Dave said:
Hello all,
I'm pondering why the default underlying container for std:
riority_queue<>
is std::vector<>. It would seem that inserts are liable to happen anywhere,
which would make std::list<> a superior alternative. Why factors am I not
considering here? Why in the general case would std::vector<> be best?
This exemplifies why std::list (and linked lists in general) are
rarely as useful as they initially appear.
Linked lists allow O(k) insertion or deletion anywhere in the list,
which sounds good. Unfortunately, in typical situations, you first
have to figure out where in the list to to do that insertion or
deletion -- and traversing the list to that point is O(N). As such,
the O(k) insertion/deletion is really O(N) unless you can find the
right spot in the list without actually traversing it (cf. skip
lists).
In the case of a heap, things are a really even worse: you never
really have to insert in the middle of the heap anyway -- you make the
addition at one end of the heap, and then swap the new element with
roughly lg(N) elements to get it to the right spot. Since you can add
an item to one end of a vector (or either end of a deque) in
(amortized) constant time, the total complexity is O(lg N).
Each insertion in the list would involve O(N) traversal steps along
with the O(lg N) comparisons, and finally an O(k) insertion at the
right spot. As such, the only hope for a list would be if we could
count on those N traversal steps being _extraordinarily_ fast (it
clearly loses asymtotically, but might remain better in practical
ones).
Unfortunately, that's exactly the opposite of reality: in a vector,
the memory is contiguous, leading to high locality of reference.
Along with that, we have only the data we care about being stored --
i.e. data density is 100%. Both of these help with cache utilization.
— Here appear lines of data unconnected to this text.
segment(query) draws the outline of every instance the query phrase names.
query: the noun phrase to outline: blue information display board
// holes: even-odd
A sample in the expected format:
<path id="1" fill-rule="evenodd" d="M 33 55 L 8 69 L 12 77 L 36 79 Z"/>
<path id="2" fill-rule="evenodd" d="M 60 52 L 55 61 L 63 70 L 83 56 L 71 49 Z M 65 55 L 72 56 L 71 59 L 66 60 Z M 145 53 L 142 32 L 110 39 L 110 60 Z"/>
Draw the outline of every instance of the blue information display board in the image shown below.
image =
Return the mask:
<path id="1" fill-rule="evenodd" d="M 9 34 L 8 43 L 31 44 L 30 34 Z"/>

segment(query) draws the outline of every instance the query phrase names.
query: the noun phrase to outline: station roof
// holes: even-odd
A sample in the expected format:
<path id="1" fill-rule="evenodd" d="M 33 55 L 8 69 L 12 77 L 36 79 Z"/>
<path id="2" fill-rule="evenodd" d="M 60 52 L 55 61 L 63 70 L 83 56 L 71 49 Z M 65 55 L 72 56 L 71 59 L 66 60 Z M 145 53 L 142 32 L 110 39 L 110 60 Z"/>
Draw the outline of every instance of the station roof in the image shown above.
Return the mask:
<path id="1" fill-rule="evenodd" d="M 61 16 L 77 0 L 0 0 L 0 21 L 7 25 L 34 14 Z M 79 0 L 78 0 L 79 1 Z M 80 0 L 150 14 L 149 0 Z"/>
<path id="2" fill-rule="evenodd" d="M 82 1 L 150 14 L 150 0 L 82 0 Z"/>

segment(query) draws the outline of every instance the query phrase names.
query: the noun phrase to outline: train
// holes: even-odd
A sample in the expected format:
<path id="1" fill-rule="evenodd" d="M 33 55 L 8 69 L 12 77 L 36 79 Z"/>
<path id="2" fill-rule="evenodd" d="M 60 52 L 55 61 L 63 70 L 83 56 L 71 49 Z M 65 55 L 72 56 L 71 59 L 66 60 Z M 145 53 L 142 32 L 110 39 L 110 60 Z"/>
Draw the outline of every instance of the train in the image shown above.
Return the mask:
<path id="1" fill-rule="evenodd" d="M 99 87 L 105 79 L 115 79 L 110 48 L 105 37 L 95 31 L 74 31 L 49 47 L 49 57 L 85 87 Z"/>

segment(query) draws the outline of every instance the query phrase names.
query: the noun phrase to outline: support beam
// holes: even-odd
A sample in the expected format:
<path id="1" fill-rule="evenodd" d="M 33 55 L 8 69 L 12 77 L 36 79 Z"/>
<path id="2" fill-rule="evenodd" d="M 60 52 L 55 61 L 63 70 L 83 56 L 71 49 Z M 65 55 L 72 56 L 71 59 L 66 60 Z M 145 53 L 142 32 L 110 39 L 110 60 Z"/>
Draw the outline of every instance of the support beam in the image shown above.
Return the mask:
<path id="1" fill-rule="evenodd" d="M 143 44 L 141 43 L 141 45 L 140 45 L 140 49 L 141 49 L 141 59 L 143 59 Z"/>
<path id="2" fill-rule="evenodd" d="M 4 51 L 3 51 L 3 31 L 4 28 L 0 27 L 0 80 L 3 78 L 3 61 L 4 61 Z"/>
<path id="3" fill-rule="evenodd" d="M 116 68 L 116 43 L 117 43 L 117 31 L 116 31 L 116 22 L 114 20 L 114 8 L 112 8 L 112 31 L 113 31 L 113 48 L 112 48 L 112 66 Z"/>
In a list, each node is normally allocated individually, and includes
not only the data itself, but a couple of pointers as well. Therefore
we have relatively poor locality of reference, and lower density of
data (i.e. the cache ends up holding lots of pointers along with the
data proper). The result is poorer use of the cache, so not only is
the complexity higher, but the constants are too...
Later,
Jerry.